AKA Martin Robison Delany

Born: 6-May-1812
Birthplace: Charleston, WV
Died: 24-Jan-1885
Location of death: Xenia, OH
Cause of death: Tuberculosis
Remains: Buried, Massie's Creek Cemetery, Xenia, OH

Gender: Male
Race or Ethnicity: Black
Sexual orientation: Straight
Occupation: Activist
Party Affiliation: Democratic

Nationality: United States
Executive summary: Black nationalist

Military service: US Army (1865-66, Maj.)

Martin Delany was a radical pre-Civil War abolitionist, black nationalist, explorer of Africa, and veteran of the American Civil War. His father was a slave, and all four of his grandparents had been captured in Africa and brought to America as slaves, but his mother was free, and by law this meant Delany was born free. From earliest childhood, he was told by his parents that his ancestors were African royalty. His family fled north when his mother faced prosecution for educating her children.

From 1843-47, Delany published Mystery, a weekly newspaper advocating abolition, with Frederick Douglass eventually joining the efforts. Delany then closed Mystery and became co-editor of Douglass's newspaper, North Star. He apprenticed under several physicians in the Pittsburgh area, then opened his own practice, specializing in dentistry and leech therapy. With letters from 17 local doctors attesting to his skill, he applied to several medical schools but was rejected on account of his color, before being admitted at Harvard in 1849. He attended for only a few months, however, before his presence became so controversial that the Dean of the Medical School, Oliver Wendell Holmes, rescinded Delany's admission.

Returning to Pittsburgh, he expanded his medical practice to include women's and children's diseases, and became deeply involved in the Underground Railroad and abolitionist movement. Addressing an 1850 rally, Delany said, "My house is my castle. If any man approaches that house in search of a slave... if he crosses the threshold of my door, and I do not lay him a lifeless corpse at my feet, I hope the grave may refuse my body a resting place, and righteous Heaven my spirit a home."
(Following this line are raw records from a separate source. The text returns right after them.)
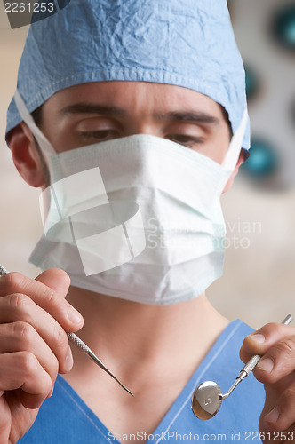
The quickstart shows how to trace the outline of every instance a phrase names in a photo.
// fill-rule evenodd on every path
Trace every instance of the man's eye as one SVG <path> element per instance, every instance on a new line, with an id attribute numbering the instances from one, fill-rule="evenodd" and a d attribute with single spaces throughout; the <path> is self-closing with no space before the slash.
<path id="1" fill-rule="evenodd" d="M 170 140 L 173 142 L 185 145 L 186 147 L 189 147 L 195 144 L 203 143 L 203 139 L 198 137 L 194 136 L 187 136 L 185 134 L 171 134 L 166 137 Z"/>
<path id="2" fill-rule="evenodd" d="M 109 139 L 116 139 L 118 136 L 117 131 L 115 130 L 101 130 L 98 131 L 85 131 L 81 132 L 81 136 L 84 140 L 108 140 Z"/>

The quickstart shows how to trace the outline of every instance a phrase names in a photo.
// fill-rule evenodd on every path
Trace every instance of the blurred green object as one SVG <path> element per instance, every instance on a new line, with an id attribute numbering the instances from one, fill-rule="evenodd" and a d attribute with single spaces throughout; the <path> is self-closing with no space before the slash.
<path id="1" fill-rule="evenodd" d="M 295 4 L 283 7 L 274 19 L 273 33 L 284 48 L 295 52 Z"/>
<path id="2" fill-rule="evenodd" d="M 250 148 L 250 157 L 242 165 L 242 170 L 258 179 L 269 178 L 279 168 L 279 157 L 267 141 L 253 139 Z"/>

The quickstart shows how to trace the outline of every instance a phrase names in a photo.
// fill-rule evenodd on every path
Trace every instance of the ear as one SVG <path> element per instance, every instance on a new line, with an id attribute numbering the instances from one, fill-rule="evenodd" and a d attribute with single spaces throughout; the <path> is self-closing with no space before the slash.
<path id="1" fill-rule="evenodd" d="M 14 165 L 22 178 L 31 186 L 42 186 L 44 185 L 42 162 L 34 136 L 24 122 L 12 131 L 9 147 Z"/>
<path id="2" fill-rule="evenodd" d="M 235 168 L 234 170 L 234 171 L 232 172 L 230 178 L 228 178 L 227 182 L 227 185 L 225 186 L 224 187 L 224 190 L 222 192 L 222 194 L 224 193 L 227 193 L 227 191 L 229 190 L 229 188 L 232 186 L 233 185 L 233 182 L 234 182 L 234 178 L 235 178 L 235 176 L 237 175 L 238 173 L 238 170 L 239 170 L 239 168 L 240 166 L 242 165 L 242 163 L 245 161 L 245 155 L 243 153 L 243 150 L 241 149 L 241 153 L 240 153 L 240 155 L 239 155 L 239 158 L 238 158 L 238 161 L 236 163 L 236 165 L 235 165 Z"/>

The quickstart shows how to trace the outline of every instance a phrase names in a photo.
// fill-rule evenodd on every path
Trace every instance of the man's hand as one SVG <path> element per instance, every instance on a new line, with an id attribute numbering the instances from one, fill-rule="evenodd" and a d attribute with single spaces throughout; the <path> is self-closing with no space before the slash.
<path id="1" fill-rule="evenodd" d="M 69 277 L 51 269 L 36 280 L 0 277 L 0 444 L 14 444 L 33 424 L 58 373 L 73 358 L 67 332 L 83 325 L 65 300 Z"/>
<path id="2" fill-rule="evenodd" d="M 295 443 L 295 328 L 270 323 L 251 333 L 240 357 L 246 362 L 253 354 L 263 355 L 253 370 L 266 390 L 261 440 L 265 435 L 265 443 Z"/>

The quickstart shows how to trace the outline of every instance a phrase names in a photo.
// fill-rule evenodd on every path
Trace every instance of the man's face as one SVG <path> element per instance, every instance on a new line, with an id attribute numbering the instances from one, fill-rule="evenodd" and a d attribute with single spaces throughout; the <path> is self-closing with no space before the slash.
<path id="1" fill-rule="evenodd" d="M 230 129 L 221 107 L 187 88 L 147 82 L 98 82 L 56 92 L 41 129 L 58 153 L 132 134 L 164 138 L 221 163 Z"/>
His 1852 book, The Condition, Elevation, Emigration, and Destiny of the Colored People of the United States, Politically Considered, was the first widely-read call for black nationalism. His novel, Blake, or The Huts of America, was written as something of a response to Harriet Beecher Stowe's novel Uncle Tom's Cabin, as Delany was frustrated by Stowe's portrayal of black slaves as passive victims. One of the first black-authored novels to be published in America, Blake was based on Delany's own underground activities and stories told by friends who had been slaves, and it is seen as a generally accurate portrayal of insurrectionist efforts within slave communities.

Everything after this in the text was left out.